Mort d’un cimetière

Vincent Kohler

Les cimetières aussi peuvent mourir.

– Tu viens à l’enterrement du cimetière des Eplatures ?

– Il est mort ?

– Ouais. Y avait plus âme qui vive.

Les cimetières meurent. Eux aussi. C’est la vie. Mais ils renaissent ! Gardons espoir. C’est prouvé, c’est scientifique, mathématique, bucolique, archaïque, pandémique et poétique ! Ils renaissent de leurs cendres ! Voilà qui me soulage d’un questionnement existentiel angoissant : y a-t-il un cimetière après la mort ? Et bien oui ! Un disparait, un autre apparait. Faut-il alors encore trouver une sépulture pour ce défunt cimetière. Un cimetière où d’autres cimetières reposent. Sur la tombe desquels des cimetières encore vivants viennent se recueillir. Sur une tombe avec comme épitaphe « Ici repose un cimetière. Il termina sa vie terrassé par un Trax alors que sa devise fût d’accueillir des gens à la pelle. » Selon St-Mat.

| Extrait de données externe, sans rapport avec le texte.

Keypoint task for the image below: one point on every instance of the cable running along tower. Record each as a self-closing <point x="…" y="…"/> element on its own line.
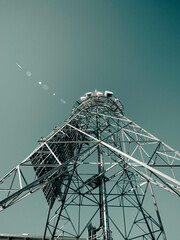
<point x="97" y="173"/>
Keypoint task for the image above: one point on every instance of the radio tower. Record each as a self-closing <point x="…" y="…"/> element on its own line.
<point x="97" y="173"/>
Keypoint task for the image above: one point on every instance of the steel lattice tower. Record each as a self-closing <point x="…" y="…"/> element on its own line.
<point x="97" y="173"/>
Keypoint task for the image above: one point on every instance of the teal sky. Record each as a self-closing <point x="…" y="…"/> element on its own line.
<point x="130" y="47"/>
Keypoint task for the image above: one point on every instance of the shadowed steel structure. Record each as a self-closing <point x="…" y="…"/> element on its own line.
<point x="97" y="173"/>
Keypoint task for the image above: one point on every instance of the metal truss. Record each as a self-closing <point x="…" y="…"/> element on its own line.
<point x="97" y="173"/>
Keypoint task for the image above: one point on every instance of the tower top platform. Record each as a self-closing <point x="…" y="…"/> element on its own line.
<point x="98" y="98"/>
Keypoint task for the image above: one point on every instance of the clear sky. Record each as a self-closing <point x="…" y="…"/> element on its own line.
<point x="53" y="51"/>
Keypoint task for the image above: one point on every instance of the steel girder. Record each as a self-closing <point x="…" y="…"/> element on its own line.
<point x="97" y="170"/>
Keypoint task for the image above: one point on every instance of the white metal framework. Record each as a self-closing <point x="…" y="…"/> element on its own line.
<point x="97" y="173"/>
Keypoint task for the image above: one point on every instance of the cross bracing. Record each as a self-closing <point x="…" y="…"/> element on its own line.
<point x="99" y="168"/>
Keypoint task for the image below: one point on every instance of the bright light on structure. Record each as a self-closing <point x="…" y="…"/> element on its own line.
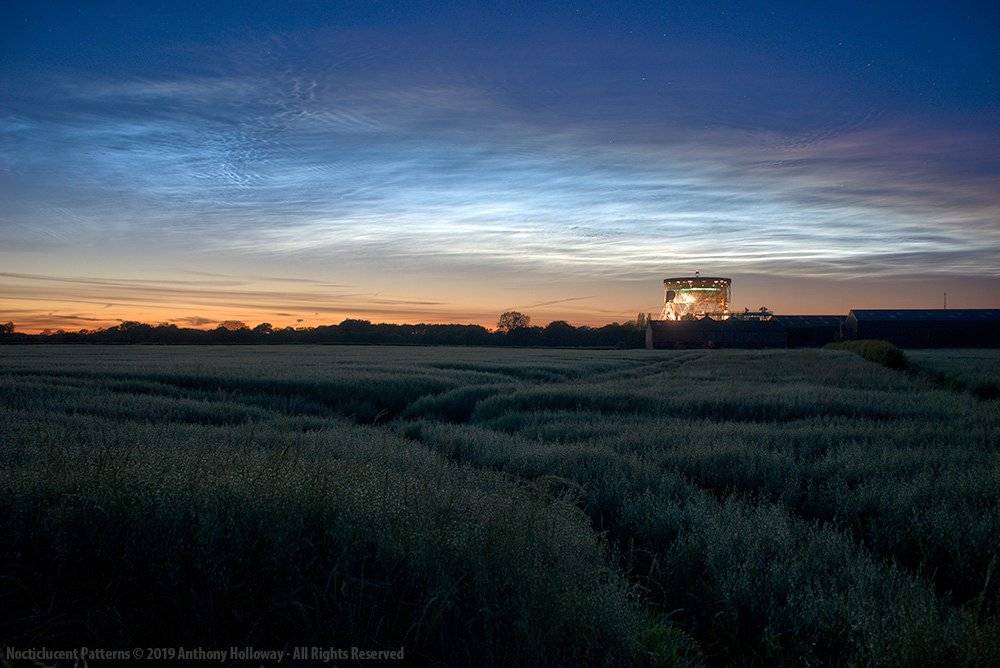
<point x="690" y="297"/>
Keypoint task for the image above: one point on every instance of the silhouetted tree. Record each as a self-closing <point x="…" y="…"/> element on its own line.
<point x="511" y="320"/>
<point x="560" y="333"/>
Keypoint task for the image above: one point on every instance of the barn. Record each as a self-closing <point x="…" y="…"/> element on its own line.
<point x="927" y="328"/>
<point x="812" y="330"/>
<point x="709" y="333"/>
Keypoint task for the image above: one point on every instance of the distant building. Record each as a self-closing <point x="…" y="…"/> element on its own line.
<point x="927" y="328"/>
<point x="812" y="330"/>
<point x="709" y="333"/>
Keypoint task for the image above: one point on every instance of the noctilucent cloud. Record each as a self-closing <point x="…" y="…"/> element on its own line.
<point x="299" y="163"/>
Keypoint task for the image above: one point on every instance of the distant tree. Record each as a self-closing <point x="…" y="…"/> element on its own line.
<point x="560" y="333"/>
<point x="511" y="320"/>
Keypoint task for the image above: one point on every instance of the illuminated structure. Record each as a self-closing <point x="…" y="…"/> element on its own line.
<point x="695" y="297"/>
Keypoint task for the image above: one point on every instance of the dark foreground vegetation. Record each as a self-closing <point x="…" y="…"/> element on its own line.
<point x="488" y="507"/>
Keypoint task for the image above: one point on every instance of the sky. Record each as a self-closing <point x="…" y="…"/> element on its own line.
<point x="304" y="162"/>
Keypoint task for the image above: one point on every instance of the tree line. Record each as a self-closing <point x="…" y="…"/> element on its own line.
<point x="513" y="329"/>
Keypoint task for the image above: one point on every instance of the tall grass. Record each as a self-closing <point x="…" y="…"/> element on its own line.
<point x="509" y="507"/>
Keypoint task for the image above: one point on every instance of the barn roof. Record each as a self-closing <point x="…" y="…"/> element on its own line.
<point x="936" y="314"/>
<point x="811" y="320"/>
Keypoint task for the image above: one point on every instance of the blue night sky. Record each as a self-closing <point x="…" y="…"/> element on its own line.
<point x="302" y="162"/>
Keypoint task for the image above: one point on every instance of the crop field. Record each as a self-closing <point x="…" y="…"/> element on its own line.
<point x="496" y="506"/>
<point x="977" y="371"/>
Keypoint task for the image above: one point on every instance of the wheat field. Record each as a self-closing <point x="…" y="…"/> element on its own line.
<point x="501" y="506"/>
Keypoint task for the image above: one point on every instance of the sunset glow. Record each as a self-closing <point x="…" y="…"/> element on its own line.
<point x="380" y="162"/>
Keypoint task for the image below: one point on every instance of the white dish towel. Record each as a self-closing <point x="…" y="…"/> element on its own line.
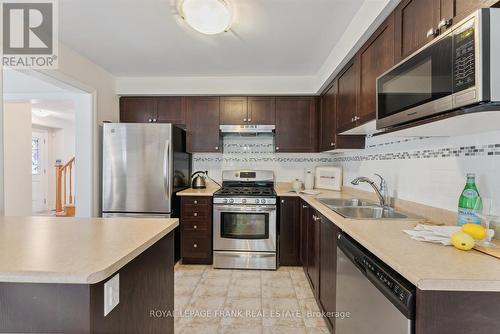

A ceux qui se posent cette lancinante question : oui, on peut mourir deux fois ou plus à condition d’avoir la carte cumulus. On vous l’a pourtant déjà dit ! « Gérard, tu es mort depuis 1895, plus personne ne te connaît, tu n’avais déjà aucun intérêt à l’époque, vas jouer ailleurs. Du balai ! »

Faut-il être mort pour exister enfin ? C’est ce qu’on souhaite aux défunts oubliés qui n’auront jamais reçu de leur vivant autant de compassions, de devoirs de mémoire, de larmes sèches, de prières molles, de bouquets de fleurs en plastique parce que c’est plus simple et de toute façon y aura bientôt plus d’eau.

Comme quoi, chers amis, c’est quand on est mort qu’on a le plus de valeur dans cette société qui n’en a plus. Les Arapahos, les Indiens des hautes plaines, les esclaves entravés, les charniers oubliés, les cyclistes sacrifiés, les enfants battus, les œufs battus, les gendarmes couchés, les soldats inconnus (et combien il y en a qui mériteraient d’être connus davantage) n’ont ni fleurs ni mausolée, ni granit gravé, ni calcaire poncé, ni couleurs de peaux sur les os, ni musées poncifs, ni d’hirondelles printanières ; ils reposent juste là, à même la terre. Il y en a tant de ces cimetières inconnus qui abritent des soldats du même nom.

« J’irai cracher sur vos bombes », aurait dit Boris dans un dernier souffle.